When you need instrumental beds you can use commercially without clearance headaches, Soundraw is built for it. It generates royalty-free tracks you can customize — adjusting length, structure, and energy to fit a video or podcast — and it is aimed squarely at creators who want usable production music rather than a hit single. It offers a free plan with basic features, with downloads gated to paid tiers. The trade-off: it is not a full-song-with-vocals generator, and its tracks are made to support content, not to headline it. Choose Soundraw when you want editable, royalty-free instrumental music for your own projects.

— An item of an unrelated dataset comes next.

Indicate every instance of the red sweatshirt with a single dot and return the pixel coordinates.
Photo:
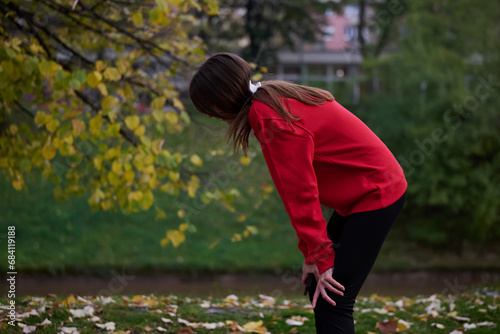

Best for Classical and Cinematic Scoring: AIVA

When the brief is orchestral — a film score, a trailer cue, cinematic or classical arrangement — AIVA is the specialist. It has been developing since 2016 and is trained on classical and cinematic music theory, producing orchestral arrangements with a structural sophistication that song-first tools like Suno don't target. The free tier allows 3 downloads a month; paid plans start at $16.99/month with unlimited downloads. The trade-off: it is narrower than the general-purpose song generators and less suited to contemporary vocal pop. Choose AIVA when you need cinematic, orchestral, or score-style music done properly.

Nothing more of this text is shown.